Cause. On provider versions ≤ v0.14.1, the VM's CDROM was attached with UEFI boot order=1000 and the root disk with order=1001. bhyve's UEFI boot manager tries the entry with the lowest order first, so on every reboot UEFI re-entered the Talos ISO instead of the disk. The initial install worked because the disk was empty on first boot, but once Talos was installed any reboot (manual stop, TrueNAS restart, host reboot) re-entered the ISO — and the ISO's talos.halt_if_installed=1 kernel parameter halts the boot as a safeguard against overwriting an existing installation.
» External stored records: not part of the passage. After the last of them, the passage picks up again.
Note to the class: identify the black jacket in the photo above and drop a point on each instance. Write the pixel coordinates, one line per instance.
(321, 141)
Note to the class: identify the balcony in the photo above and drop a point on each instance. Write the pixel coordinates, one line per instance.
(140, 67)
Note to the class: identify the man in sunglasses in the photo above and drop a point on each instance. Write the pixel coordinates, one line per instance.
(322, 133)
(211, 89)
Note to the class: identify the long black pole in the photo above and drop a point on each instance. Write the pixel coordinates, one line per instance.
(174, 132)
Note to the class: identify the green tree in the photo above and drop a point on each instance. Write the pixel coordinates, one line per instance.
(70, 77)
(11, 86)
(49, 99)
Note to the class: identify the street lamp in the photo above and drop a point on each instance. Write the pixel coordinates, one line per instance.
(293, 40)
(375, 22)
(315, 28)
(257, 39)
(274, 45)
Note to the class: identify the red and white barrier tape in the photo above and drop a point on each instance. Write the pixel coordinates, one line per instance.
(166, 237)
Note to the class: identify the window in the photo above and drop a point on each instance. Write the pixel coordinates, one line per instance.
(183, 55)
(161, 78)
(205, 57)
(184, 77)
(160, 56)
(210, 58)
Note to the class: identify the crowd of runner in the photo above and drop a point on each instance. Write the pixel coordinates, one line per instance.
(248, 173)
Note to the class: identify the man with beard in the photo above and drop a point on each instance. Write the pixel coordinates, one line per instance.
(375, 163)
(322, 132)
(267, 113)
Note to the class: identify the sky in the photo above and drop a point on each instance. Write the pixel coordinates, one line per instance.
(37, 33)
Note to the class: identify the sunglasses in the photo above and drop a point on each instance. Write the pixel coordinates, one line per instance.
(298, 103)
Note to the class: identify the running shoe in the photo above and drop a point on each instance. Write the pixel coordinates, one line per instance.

Fix for existing VMs — bump the CDROM order above the root disk's order (1000). Recommended value: 1500.

TrueNAS UI:

  1. Virtualization > Virtual Machines > your VM > Devices
  2. Edit the CDROM device
  3. Change Device Order from 1000 to 1500
  4. Save, then start the VM

TrueNAS shell (faster if you have many VMs):

# Find the CDROM device ID for a VM (replace <VM_ID>)
midclt call vm.device.query '[["vm","=",<VM_ID>]]' | jq '.[] | select(.attributes.dtype=="CDROM") | {id, order}'

# Update the order
midclt call vm.device.update <CDROM_DEVICE_ID> '{"order": 1500}'

# Start the VM
midclt call vm.start <VM_ID>

Fix for new VMs — upgrade the provider to a version that includes the correct boot order (root disk = 1000, additional disks = 1001+, CDROM = 1500, NIC = 2001). New VMs provisioned after the upgrade boot correctly without manual intervention.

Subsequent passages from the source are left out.